A linear discriminant analysis was applied to fluorescence intensities of samples of cheese fat and oil from cheese-like products, previously selected by the successive projection algorithm, and to the first five principal components obtained by the use of principal component analysis. PCA was used to reduce the number of dimensions of the data set. The LDA analysis was provided separately for the data acquired at each wavelength interval (10, 30, 60 and 80). The number of classes was set as three (cheese products, cheese-like products and their mixture). The plots of the first two discriminant functions (DF1*DF2) indicate good classification performance of the SPA–LDA analysis (Fig. 4). Figure 4 shows the results of SPA–LDA analysis for classes of cheese, cheese-like product fats and their mixtures in the proportion 1:1 (50% of adulteration). Table 4 presents the percentage of misclassified cheese and cheese-like product fats as well as the total percentage of misclassified samples for cheese and cheese-like product fats. The number of classes for this analysis was set as two (cheese products and cheese-like products). Lower classification errors were obtained for the SPA–LDA rather than for the PCA–LDA method. The lowest classification errors for the PCA–LDA method equalled 3.8% and were obtained for the measurements acquired at the wavelength interval of 10 and 30 nm. The results of fluorescence intensities obtained at the wavelengths interval of 60 nm followed by SPA–LDA analysis enabled the classification of samples without any error.

Fig. 4
figure 4

SPA–LDA plots of synchronous fluorescence intensities acquired at different wavelength intervals (filled circles indicate cheese fat, open squares indicate cheese-like product fat and open triangles indicate mixtures of cheese fat with cheese-like product fat)

Table 4 Classification errors for SPA–LDA and PCA–LDA in the cheese and cheese-like products fats and mixture data set (%)

4 Conclusions

The results provided by the experiment have shown that fat contained in cheese and cheese-like products exhibits significant differences in fluorescent intensities. The lowest detection limits (LOD) of adulteration of cheese fat with cheese-like product fat, namely 3.0 and 4.4%, were obtained by the measurements acquired at the 60- and 80-nm wavelength intervals at the excitation wavelengths of 306 and 307 nm.

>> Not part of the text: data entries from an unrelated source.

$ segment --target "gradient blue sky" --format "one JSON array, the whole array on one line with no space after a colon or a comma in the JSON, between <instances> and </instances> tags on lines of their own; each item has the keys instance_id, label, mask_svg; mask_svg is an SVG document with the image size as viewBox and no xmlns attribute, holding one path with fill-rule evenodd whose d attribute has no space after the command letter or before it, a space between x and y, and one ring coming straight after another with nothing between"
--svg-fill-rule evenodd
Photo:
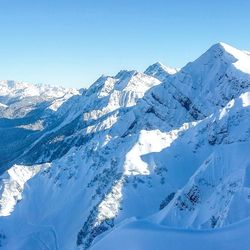
<instances>
[{"instance_id":1,"label":"gradient blue sky","mask_svg":"<svg viewBox=\"0 0 250 250\"><path fill-rule=\"evenodd\" d=\"M249 13L249 0L0 0L0 79L86 87L218 41L250 50Z\"/></svg>"}]
</instances>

The lowest multivariate limit of detection (MLD) equalled 3.1% and was calculated for the data acquired at the 60-nm wavelength intervals. The MLR models for fluorescence intensities obtained at the wavelength interval of 60 nm enable the prediction of the addition of plant oils with the RMSEC and RMSECV at 1.5 and 1.7, respectively. The RMSEC and RMSECV for the global model equalled 0.7 and 0.8, respectively. It can be concluded that synchronous fluorescence together with the multiple regression technique can be suitable for the quantitative determination of adulteration of hard cheese with cheese-like products.